What is their nominal yield to maturity? Do not round
intermediate calculations. Round your answer to two decimal
places.
%
What is their nominal yield to call? Do not round intermediate
calculations. Round your answer to two decimal places.
%
What return should investors expect to earn on these bonds?
Investors would not expect the bonds to be called and to earn the YTM because the YTM is greater than the YTC.
Investors would not expect the bonds to be called and to earn the YTM because the YTM is less than the YTC.
Investors would expect the bonds to be called and to earn the YTC because the YTC is less than the YTM.
Investors would expect the bonds to be called and to earn the YTC because the YTM is less than the YTC.
Investors would expect the bonds to be called and to earn the YTC because the YTC is greater than the YTM.
Answer a.
Face Value = $1,000
Current Price = $1,271.54
Annual Coupon Rate = 11%
Semiannual Coupon Rate = 5.5%
Semiannual Coupon = 5.5%*$1,000 = $55
Semiannual Period to Maturity = 16 (8 years)
Let semiannual YTM be i%
$1,271.54 = $55 * PVIFA(i%, 16) + $1,000 * PVIF(i%, 16)

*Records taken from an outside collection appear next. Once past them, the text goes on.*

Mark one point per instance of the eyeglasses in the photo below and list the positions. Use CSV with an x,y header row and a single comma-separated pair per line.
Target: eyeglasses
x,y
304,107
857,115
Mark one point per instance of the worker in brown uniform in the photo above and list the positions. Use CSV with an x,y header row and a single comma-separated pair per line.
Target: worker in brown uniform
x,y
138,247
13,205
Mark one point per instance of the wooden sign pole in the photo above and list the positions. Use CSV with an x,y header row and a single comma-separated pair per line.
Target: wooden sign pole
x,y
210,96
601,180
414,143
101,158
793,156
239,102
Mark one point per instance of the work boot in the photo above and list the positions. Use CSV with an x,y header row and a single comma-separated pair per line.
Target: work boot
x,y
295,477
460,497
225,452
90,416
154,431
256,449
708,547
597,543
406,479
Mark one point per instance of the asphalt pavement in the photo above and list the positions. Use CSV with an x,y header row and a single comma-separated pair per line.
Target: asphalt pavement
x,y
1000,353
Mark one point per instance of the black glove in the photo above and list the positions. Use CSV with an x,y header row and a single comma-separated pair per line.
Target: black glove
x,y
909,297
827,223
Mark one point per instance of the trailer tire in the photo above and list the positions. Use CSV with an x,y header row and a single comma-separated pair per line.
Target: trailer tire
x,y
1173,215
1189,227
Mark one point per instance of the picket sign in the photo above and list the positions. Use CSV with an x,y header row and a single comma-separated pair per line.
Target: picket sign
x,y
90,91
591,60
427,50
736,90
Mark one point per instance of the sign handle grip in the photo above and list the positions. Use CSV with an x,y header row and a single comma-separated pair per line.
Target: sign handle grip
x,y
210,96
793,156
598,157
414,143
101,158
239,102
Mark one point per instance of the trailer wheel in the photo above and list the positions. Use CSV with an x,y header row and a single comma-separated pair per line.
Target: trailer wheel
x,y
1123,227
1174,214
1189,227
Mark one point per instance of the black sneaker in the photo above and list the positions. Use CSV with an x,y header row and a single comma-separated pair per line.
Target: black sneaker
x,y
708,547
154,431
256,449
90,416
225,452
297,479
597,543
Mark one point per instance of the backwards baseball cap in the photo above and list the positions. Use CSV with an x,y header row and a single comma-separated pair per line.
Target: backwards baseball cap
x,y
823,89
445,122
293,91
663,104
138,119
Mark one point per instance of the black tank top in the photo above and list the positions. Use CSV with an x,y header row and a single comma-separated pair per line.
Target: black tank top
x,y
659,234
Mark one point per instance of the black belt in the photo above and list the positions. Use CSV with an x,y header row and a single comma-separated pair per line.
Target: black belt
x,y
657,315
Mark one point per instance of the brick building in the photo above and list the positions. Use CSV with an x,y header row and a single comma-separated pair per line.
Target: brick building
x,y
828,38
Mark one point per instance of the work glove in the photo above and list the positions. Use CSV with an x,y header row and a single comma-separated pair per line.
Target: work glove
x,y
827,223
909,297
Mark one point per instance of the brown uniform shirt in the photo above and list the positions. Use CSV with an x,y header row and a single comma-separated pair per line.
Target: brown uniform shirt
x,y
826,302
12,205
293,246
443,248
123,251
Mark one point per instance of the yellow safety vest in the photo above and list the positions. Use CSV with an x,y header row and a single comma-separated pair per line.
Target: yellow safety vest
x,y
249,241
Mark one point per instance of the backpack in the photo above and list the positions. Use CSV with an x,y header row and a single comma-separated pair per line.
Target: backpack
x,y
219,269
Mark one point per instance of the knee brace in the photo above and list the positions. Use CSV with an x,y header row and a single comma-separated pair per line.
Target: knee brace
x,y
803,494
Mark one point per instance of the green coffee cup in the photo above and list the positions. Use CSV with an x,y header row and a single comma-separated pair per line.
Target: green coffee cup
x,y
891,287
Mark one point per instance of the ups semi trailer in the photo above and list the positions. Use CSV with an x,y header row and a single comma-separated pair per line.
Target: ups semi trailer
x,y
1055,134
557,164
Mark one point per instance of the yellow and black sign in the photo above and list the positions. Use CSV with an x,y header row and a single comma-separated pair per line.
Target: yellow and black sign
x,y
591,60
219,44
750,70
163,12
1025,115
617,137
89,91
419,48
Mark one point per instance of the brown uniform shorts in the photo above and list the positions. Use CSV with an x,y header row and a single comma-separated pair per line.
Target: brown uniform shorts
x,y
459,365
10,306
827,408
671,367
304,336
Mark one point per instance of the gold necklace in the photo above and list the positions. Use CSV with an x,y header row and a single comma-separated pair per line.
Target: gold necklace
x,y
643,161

Using financial calculator:
N = 16
PV = -1271.54
PMT = 55
FV = 1000
I/Y = 3.29%
Semiannual YTM = 3.29%
Annual YTM = 2*3.29%
Annual YTM = 6.58%
Answer b.
Call Price = $1,148
Current Price = $1,271.54
Semiannual Coupon = $55
Semiannual Period to Call = 8 (4 years)
Let semiannual YTM be i%
$1,271.54 = $55 * PVIFA(i%, 8) + $1,148 * PVIF(i%, 8)
Using financial calculator:
N = 8
PV = -1271.54
PMT = 55
FV = 1148
I/Y = 3.24%
Semiannual YTC = 3.24%
Annual YTC = 2*3.24 %
Annual YTC = 6.48%
Answer c.
Investors would not expect the bonds to be called and to earn the YTM because the YTM is greater than the YTC.